Money, money, money. The world runs on it. And your building’s well-being depends on it.
The issue is not just having funds, but managing them. Handling the finances for an entire building or association is a major responsibility, and boards—even those made up with seasoned members—need to stay on top of their community’s performance. That means checks and balances, oversight, and holding people accountable. “Board members are charged with a responsibility to make sure the resources and funds are being properly administered,” said Richard Holtzman, president of Prairie Shores Property Management in Chicago.

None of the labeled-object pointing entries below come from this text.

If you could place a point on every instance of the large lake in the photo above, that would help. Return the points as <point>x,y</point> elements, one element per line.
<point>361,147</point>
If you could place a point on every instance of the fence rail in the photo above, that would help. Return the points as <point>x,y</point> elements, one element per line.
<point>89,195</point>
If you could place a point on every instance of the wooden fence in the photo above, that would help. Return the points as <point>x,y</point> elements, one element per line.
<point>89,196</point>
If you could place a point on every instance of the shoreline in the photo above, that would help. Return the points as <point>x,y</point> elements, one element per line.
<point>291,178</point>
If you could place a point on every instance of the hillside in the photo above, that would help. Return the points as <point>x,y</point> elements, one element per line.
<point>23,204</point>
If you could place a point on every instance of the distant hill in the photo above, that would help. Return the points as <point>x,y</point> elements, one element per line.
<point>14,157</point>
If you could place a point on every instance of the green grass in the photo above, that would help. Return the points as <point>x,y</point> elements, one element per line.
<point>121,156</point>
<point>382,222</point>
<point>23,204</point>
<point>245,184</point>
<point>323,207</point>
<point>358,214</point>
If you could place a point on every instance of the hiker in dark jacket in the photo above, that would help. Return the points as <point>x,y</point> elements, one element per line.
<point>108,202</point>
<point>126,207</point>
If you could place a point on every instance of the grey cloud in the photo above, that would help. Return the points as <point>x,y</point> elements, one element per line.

From reading statements to making sure accountants and managing companies are doing their job, here’s what boards need to know in order to protect the assets of the residents who rely on them.
Expenses and Reserves
The most obvious and crucial thing to understand are your building or association’s basic expenses and reserves. First, there needs to be enough cash flow to manage those expenses, which include utilities, salaries for employees, real estate taxes, management fees, and – in the case of a co-op – an underlying mortgage or loan, explains Stuart Halper, an attorney and the president of Stuart Halper & Associates, a management firm in Westchester, New York.
And keep funds in your reserve account. “Because buildings age out and you have to do capital repairs, you want some money going into reserves,” Halper says. “A good guideline is 10 percent per month should go into a reserve account. You want to carry a balance of at least three to four months of a building’s expenses in reserves.”